Hunter hizo una pausa. Su mirada llena de inquietud volvió a la foto Polaroid que había dentro de la bolsa de pruebas antes de dirigirse de nuevo a la doctora Slater.
—¿Esto va en serio? —preguntó Garcia, con una expresión escéptica en el rostro—. ¿Estás segura de que no es una broma?
—Bueno —empezó la doctora—, por eso os he llamado. No quería haceros perder el tiempo, así que me tomé la libertad de comprobar el nombre y la foto en la base de datos de personas desaparecidas. —Alzó las cejas mientras metía la mano en el bolsillo de su bata—. Elizabeth Gibbs —leyó en la hoja que tenía en la mano—, nacida el 22 de octubre de 1994 aquí mismo, en Los Ángeles. Residente en La Mirada. Su desaparición fue denunciada el 4 de febrero de 2018 por su novio, Phillip Miller, con quien vivía no muy lejos del lugar citado en ese diario: el aparcamiento del complejo comercial Albertsons, en Rosecrans Avenue. Su coche, un Nissan Sentra blanco, fue encontrado abandonado por el Departamento del Sheriff justo en ese lugar. No se encontró nada en su coche, ni huellas ni pistas. Elizabeth Gibbs nunca fue localizada. Sigue apareciendo como desaparecida. —La doctora Slater se guardó la hoja en el bolsillo—. Por si no os habéis dado cuenta, la fecha coincide con la entrada de ese diario.

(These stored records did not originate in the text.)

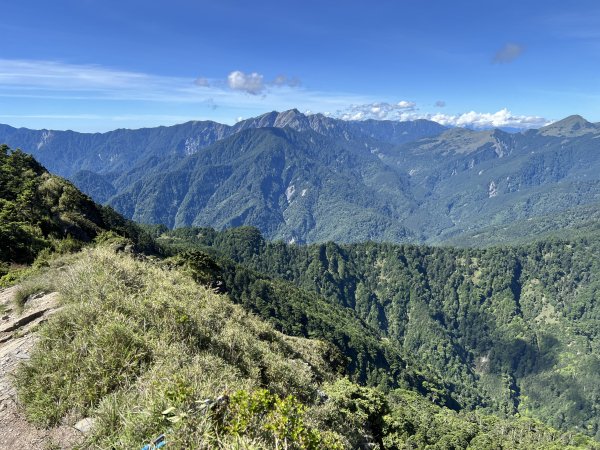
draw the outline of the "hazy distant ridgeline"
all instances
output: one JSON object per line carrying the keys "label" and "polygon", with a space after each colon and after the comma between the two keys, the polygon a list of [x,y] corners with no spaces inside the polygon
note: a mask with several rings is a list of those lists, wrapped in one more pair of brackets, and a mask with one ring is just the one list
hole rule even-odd
{"label": "hazy distant ridgeline", "polygon": [[[507,133],[297,110],[234,126],[103,134],[0,126],[0,142],[126,217],[169,227],[252,225],[287,242],[475,236],[470,244],[478,230],[560,215],[600,200],[599,136],[600,126],[579,116]],[[523,231],[506,233],[502,240]]]}
{"label": "hazy distant ridgeline", "polygon": [[343,121],[297,110],[271,112],[233,126],[210,120],[170,127],[118,129],[107,133],[30,130],[0,125],[0,142],[33,154],[51,172],[71,177],[80,170],[110,174],[137,167],[151,158],[184,157],[242,130],[284,128],[313,130],[343,139],[401,144],[435,136],[445,127],[427,120],[414,122]]}

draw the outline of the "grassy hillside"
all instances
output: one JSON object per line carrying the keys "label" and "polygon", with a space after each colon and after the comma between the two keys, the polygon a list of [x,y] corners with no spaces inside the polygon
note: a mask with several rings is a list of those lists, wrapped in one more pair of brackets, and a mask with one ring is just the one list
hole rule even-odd
{"label": "grassy hillside", "polygon": [[[39,424],[93,413],[97,426],[90,443],[101,448],[141,448],[167,429],[175,448],[238,438],[268,447],[259,425],[283,420],[277,415],[289,408],[299,427],[300,399],[314,401],[318,385],[333,378],[327,358],[339,356],[327,344],[276,333],[177,271],[111,250],[71,260],[64,275],[47,275],[66,308],[44,328],[37,351],[17,375],[20,398]],[[265,386],[278,397],[245,397]],[[275,402],[287,395],[294,400]],[[238,408],[239,417],[206,420],[212,410],[200,402],[221,396],[232,404],[214,409]],[[238,423],[252,412],[244,407],[272,416],[256,424],[256,435],[245,436]],[[309,437],[319,442],[316,434]]]}

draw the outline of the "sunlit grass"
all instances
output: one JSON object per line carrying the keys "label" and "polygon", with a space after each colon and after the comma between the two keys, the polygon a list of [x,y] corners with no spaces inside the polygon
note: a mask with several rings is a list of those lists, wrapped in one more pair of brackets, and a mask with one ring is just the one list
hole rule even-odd
{"label": "sunlit grass", "polygon": [[[23,288],[21,301],[37,286]],[[55,272],[54,286],[65,308],[19,370],[19,395],[42,426],[94,416],[92,446],[141,448],[168,432],[169,448],[234,438],[240,448],[268,448],[257,430],[224,432],[223,418],[198,402],[261,387],[310,402],[330,376],[321,344],[296,345],[178,271],[86,250]],[[163,414],[169,408],[174,416]]]}

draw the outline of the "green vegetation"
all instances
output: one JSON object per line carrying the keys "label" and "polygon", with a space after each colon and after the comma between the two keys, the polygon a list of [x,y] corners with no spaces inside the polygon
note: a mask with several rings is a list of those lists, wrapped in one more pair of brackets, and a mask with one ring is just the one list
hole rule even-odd
{"label": "green vegetation", "polygon": [[161,433],[173,449],[600,448],[354,384],[330,344],[285,336],[179,269],[101,247],[45,270],[64,308],[18,371],[19,396],[40,425],[92,417],[86,448],[141,448]]}
{"label": "green vegetation", "polygon": [[[253,245],[262,242],[262,238],[252,228],[238,231],[229,248],[249,255]],[[177,245],[171,241],[171,247],[177,248]],[[219,292],[226,291],[236,303],[282,333],[333,343],[346,357],[337,365],[348,370],[351,378],[359,383],[383,390],[414,388],[435,397],[441,404],[457,406],[448,395],[450,387],[445,386],[442,379],[425,376],[426,368],[419,368],[416,363],[408,368],[401,347],[383,339],[378,329],[366,324],[354,311],[293,283],[249,270],[231,260],[217,260],[201,251],[188,250],[163,264],[181,267],[197,282],[213,289],[217,286]]]}
{"label": "green vegetation", "polygon": [[[250,128],[141,164],[112,180],[107,202],[141,222],[251,225],[285,242],[525,242],[597,217],[600,127],[588,125],[565,136],[451,129],[399,146],[335,127]],[[105,192],[105,178],[80,186]]]}
{"label": "green vegetation", "polygon": [[550,239],[590,238],[600,233],[600,204],[578,206],[564,212],[535,216],[509,224],[484,227],[447,237],[445,245],[460,247],[515,246]]}
{"label": "green vegetation", "polygon": [[[34,422],[93,414],[90,445],[101,448],[141,448],[166,430],[174,448],[226,446],[238,435],[270,448],[265,430],[320,442],[316,431],[298,432],[297,402],[313,400],[318,383],[331,379],[326,344],[287,338],[191,278],[111,250],[86,251],[56,276],[66,308],[17,374]],[[265,423],[244,432],[239,424],[254,406],[239,391],[261,386],[277,398],[266,397]],[[222,395],[231,397],[227,417],[199,409]]]}
{"label": "green vegetation", "polygon": [[46,294],[51,291],[48,284],[41,280],[29,279],[22,283],[14,294],[13,301],[18,311],[22,311],[27,300],[36,294]]}
{"label": "green vegetation", "polygon": [[50,175],[31,156],[0,145],[0,277],[7,263],[31,263],[44,251],[77,251],[106,230],[140,250],[157,250],[133,222]]}
{"label": "green vegetation", "polygon": [[138,222],[297,243],[513,244],[590,225],[599,136],[578,116],[507,133],[295,110],[103,134],[0,125],[0,142]]}
{"label": "green vegetation", "polygon": [[[270,295],[268,289],[244,297],[235,279],[225,277],[232,298],[286,333],[310,336],[290,311],[309,311],[311,303],[353,310],[407,368],[394,376],[367,366],[365,376],[355,378],[359,382],[408,385],[453,409],[518,413],[598,436],[596,238],[487,250],[295,246],[268,243],[256,230],[241,228],[176,230],[160,240],[233,258],[245,270],[264,274],[270,286],[295,285],[305,297]],[[313,300],[303,301],[310,293]],[[269,301],[261,303],[263,298]],[[278,301],[273,298],[286,299],[286,309],[271,307]],[[369,354],[360,347],[354,351],[357,361]],[[353,366],[350,373],[356,376]],[[382,382],[382,373],[391,380]],[[427,376],[419,383],[411,373]]]}
{"label": "green vegetation", "polygon": [[63,306],[15,377],[40,426],[91,417],[86,448],[600,448],[595,234],[484,250],[169,231],[2,155],[2,267],[33,261],[4,281]]}

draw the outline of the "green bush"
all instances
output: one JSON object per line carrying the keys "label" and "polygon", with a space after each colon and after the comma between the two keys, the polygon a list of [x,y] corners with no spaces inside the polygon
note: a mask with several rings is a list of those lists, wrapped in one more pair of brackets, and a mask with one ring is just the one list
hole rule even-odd
{"label": "green bush", "polygon": [[237,391],[223,414],[226,433],[252,437],[268,448],[342,449],[332,433],[322,435],[306,423],[306,408],[295,397],[283,399],[266,389]]}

—Sí, me he dado cuenta —dijo Hunter. Tenía el ceño fruncido, pensativo.
—¿En esa hoja aparece el nombre del detective asignado al caso? —preguntó Garcia.
La doctora sacó de nuevo el papel.
—Detective Henrique Gomez —les informó—, de la Unidad de Personas Desaparecidas de la Policía de Los Ángeles. ¿Lo conocéis?
Hunter y Garcia negaron con la cabeza.
—Como era de esperar —continuó la doctora Slater—, el novio de la señorita Gibbs fue investigado, pero su coartada era sólida.
Garcia se rascó la frente, incómodo, mientras exhalaba.
—Estoy teniendo un déjà vu de los gordos. —Miró a Hunter con los ojos abiertos de par en par—. ¿Otro diario describiendo víctimas y cómo fueron asesinadas?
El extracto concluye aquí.